The German economy grew slightly more in the third quarter than preliminary figures suggested, bolstered by consumer spending, data showed today.

Europe's largest economy grew by 0.4% quarter on quarter and 1.3% on the year, adjusted for price and calendar effects, the federal statistics office said.

Analysts polled by Reuters had expected the economy to grow by 0.3% in the third quarter on quarter and 1.2% on the year.

Household spending was the main reason for the bump in the quarter-on-quarter figure as consumers travelled and went out more after nearly all pandemic restrictions had been lifted.

In the previous quarter, the German economy grew slightly, by 0.1% quarter on quarter.

In its latest forecast, the government predicted the economy would grow by 1.4% this year and slump by 0.4% next year.

An economy ministry spokesperson said current indicators continue to point to a recession in the six months through March.

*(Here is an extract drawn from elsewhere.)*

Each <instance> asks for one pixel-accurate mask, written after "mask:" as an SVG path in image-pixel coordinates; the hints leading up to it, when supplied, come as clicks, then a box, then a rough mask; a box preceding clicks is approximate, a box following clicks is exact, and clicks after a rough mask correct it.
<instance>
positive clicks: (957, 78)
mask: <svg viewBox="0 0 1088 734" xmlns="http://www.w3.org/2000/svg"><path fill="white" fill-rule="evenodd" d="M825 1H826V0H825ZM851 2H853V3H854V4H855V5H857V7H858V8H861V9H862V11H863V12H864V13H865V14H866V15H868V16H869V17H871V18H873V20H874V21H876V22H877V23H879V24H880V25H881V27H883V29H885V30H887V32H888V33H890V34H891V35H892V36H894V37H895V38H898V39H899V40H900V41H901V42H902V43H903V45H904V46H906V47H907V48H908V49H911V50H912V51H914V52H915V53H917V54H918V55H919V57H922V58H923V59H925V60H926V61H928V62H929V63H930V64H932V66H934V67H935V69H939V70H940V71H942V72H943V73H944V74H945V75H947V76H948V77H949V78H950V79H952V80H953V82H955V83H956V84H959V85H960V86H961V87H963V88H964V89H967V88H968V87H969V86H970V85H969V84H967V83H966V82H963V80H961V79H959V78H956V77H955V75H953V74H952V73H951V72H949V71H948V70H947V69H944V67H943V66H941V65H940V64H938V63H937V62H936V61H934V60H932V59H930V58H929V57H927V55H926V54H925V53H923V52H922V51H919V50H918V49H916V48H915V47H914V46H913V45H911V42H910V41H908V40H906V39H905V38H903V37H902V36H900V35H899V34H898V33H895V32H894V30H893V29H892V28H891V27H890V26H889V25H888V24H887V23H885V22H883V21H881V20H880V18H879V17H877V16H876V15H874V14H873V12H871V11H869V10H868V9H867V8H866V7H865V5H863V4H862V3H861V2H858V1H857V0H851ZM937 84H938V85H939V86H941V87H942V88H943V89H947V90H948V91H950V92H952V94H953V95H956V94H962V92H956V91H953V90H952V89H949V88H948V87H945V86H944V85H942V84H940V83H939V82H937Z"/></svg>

"The preconditions for a mild course of the recession are that no acute gas shortage situation arises, that no difficult Covid developments occur and that the supply chains continue to stabilise gradually," added the spokesperson.

Meanwhile, German consumer sentiment is set to barely change in December as government energy measures help stabilise morale at a level that is just above a record low set two months earlier and still signals declining consumption, a GfK institute survey showed today.

The institute said its consumer sentiment index rose to negative 40.2 heading into December from a reading of negative 41.9 in November, and below forecasts from analysts polled by Reuters of negative 39.6.

October marked the lowest reading in over a decade at negative 42.8.

A negative reading suggest a year-on-year drop in private consumption.

"The long-lasting fear of consumers regarding exploding energy prices has currently weakened somewhat, which has a slightly positive effect on the consumer climate," said GfK consumer expert Rolf Buerkl.

While a one-off gas relief payment for households in December and a cap on gas and electricity prices next year helped improve the mood, the situation remains tense and there will not be any significant, sustainable recovery in morale as long as energy supply doubts remain, added Buerkl.

The subindex measuring willingness to buy was the only one to fall in November, dropping to -18.6 from -17.5 in October, as consumers are still putting aside money in anticipation of exploding energy bills in the coming months, said the GfK.

Prices portal Verivox said last week that many German households face another more than 50% hike in power and gas costs in January due to the lag in suppliers passing on higher wholesale market prices and rising grid fees.

The consumer climate indicator forecasts the development of real private consumption in the following month.

An indicator reading above zero signals year-on-year growth in private consumption. A value below zero indicates a drop compared with the same period a year earlier.

According to GfK, a one-point change in the indicator corresponds to a year-on-year change of 0.1% in private consumption.

The "willingness to buy" indicator represents the balance between positive and negative responses to the question: "Do you think now is a good time to buy major items?"

The income expectations sub-index reflects expectations about the development of household finances in the coming 12 months.

The additional business cycle expectations index reflects the assessment of those questioned of the general economic situation in the next 12 months.